The battle for G4S, which might reach fruition in December, has been waged over a period of nearly three months and has numerous implications going forward for the companies involved and the guarding industry on the whole.

It will be transformative if Allied Universal succeeds in its quest to acquire G4S after a 2½ year period that’s seen the former company purchase not only U.S. Security Associates (in July 2018) but also more than a dozen other security companies.

These have included manned guarding firms (Summit, SOS, Vinson, APG, Cypress, Point 2 Point, Shetler and S.E.B. Security), as well as technology-based firms (Securadyne, Midstate Security, Phoenix Systems & Services, Service Works International, and Advent Systems). During this time, private equity group fund Caisse de Depot et Placement du Quebec (CDPQ), became a major shareholder, making CDPQ and Warburg Pincus, Allied’s largest shareholders.
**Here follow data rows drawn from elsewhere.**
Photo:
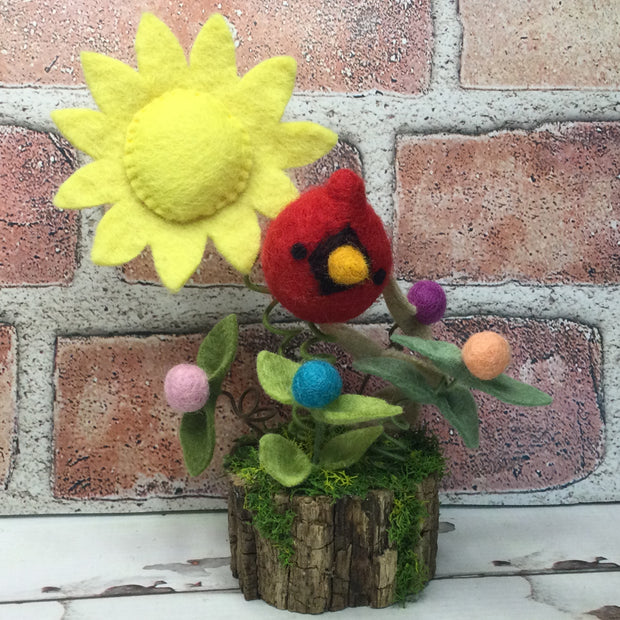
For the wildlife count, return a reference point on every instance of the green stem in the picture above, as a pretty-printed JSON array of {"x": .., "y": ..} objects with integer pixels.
[
  {"x": 287, "y": 334},
  {"x": 306, "y": 355},
  {"x": 255, "y": 287},
  {"x": 298, "y": 420},
  {"x": 319, "y": 434},
  {"x": 320, "y": 334},
  {"x": 396, "y": 442}
]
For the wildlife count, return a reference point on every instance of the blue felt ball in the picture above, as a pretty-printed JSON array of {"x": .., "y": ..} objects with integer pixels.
[{"x": 316, "y": 384}]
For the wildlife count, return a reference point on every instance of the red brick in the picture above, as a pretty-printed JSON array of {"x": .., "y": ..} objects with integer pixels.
[
  {"x": 345, "y": 46},
  {"x": 523, "y": 448},
  {"x": 542, "y": 44},
  {"x": 214, "y": 269},
  {"x": 8, "y": 385},
  {"x": 37, "y": 242},
  {"x": 540, "y": 206},
  {"x": 531, "y": 448},
  {"x": 115, "y": 436}
]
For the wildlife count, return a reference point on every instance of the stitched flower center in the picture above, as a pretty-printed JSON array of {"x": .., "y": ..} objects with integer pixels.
[{"x": 186, "y": 156}]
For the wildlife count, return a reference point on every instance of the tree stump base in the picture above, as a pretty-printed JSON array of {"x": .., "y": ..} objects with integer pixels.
[{"x": 343, "y": 555}]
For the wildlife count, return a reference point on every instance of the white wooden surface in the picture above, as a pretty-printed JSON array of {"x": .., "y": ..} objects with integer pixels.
[{"x": 495, "y": 563}]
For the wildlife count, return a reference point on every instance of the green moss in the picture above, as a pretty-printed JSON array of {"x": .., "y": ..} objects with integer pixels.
[{"x": 400, "y": 471}]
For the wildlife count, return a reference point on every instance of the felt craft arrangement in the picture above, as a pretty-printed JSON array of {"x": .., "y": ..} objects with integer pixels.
[{"x": 186, "y": 151}]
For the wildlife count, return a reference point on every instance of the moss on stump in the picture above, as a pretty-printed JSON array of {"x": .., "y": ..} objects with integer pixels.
[{"x": 344, "y": 555}]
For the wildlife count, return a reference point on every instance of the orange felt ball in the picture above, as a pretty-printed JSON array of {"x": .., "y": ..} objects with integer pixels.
[{"x": 486, "y": 355}]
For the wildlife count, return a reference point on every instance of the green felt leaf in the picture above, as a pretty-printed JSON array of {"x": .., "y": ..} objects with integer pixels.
[
  {"x": 275, "y": 374},
  {"x": 283, "y": 460},
  {"x": 218, "y": 349},
  {"x": 445, "y": 355},
  {"x": 458, "y": 407},
  {"x": 215, "y": 356},
  {"x": 197, "y": 435},
  {"x": 348, "y": 448},
  {"x": 350, "y": 409},
  {"x": 511, "y": 391},
  {"x": 400, "y": 373}
]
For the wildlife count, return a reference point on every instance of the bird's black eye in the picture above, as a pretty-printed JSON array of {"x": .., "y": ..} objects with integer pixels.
[
  {"x": 299, "y": 251},
  {"x": 379, "y": 276}
]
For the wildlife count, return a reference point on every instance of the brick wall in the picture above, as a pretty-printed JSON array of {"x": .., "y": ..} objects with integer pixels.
[{"x": 488, "y": 133}]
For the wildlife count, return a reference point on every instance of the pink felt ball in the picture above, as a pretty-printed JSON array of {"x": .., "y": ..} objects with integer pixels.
[
  {"x": 429, "y": 299},
  {"x": 186, "y": 387}
]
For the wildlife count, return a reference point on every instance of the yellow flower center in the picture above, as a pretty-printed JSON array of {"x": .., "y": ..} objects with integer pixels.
[
  {"x": 186, "y": 156},
  {"x": 346, "y": 265}
]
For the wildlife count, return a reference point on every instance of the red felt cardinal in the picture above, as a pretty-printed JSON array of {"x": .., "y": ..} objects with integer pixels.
[{"x": 326, "y": 257}]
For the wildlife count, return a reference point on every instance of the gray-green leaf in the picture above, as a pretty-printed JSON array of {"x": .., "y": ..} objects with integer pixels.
[
  {"x": 445, "y": 355},
  {"x": 458, "y": 407},
  {"x": 348, "y": 448},
  {"x": 400, "y": 373},
  {"x": 275, "y": 374},
  {"x": 218, "y": 349},
  {"x": 350, "y": 409},
  {"x": 197, "y": 435},
  {"x": 283, "y": 460}
]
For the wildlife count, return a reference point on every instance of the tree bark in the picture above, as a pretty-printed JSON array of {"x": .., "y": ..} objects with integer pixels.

The G4S story began on September 30, when privately held Canadian firm Garda World launched an approximately $4 billion (190 pence per share) unsolicited, hostile takeover offer for the publicly held company. The G4S board rejected the offer as too low, but Garda proceeded to actively seek meetings with the largest G4S shareholders.

Then, on October 9, G4S shared the news that, “Allied Universal expressed interest in a possible offer for the company,” which confirmed an earlier Bloomberg News report that Allied was evaluating whether to pursue an acquisition.  

On or about October 28, Allied Universal made a conditional offer at a reported 210 pence per share (approximately $4.4 billion) subject to a review of G4S’ books. That offer was subsequently rejected by G4S as too low. Meanwhile, U.S. regulatory permission was granted to Allied prior to an accepted offer.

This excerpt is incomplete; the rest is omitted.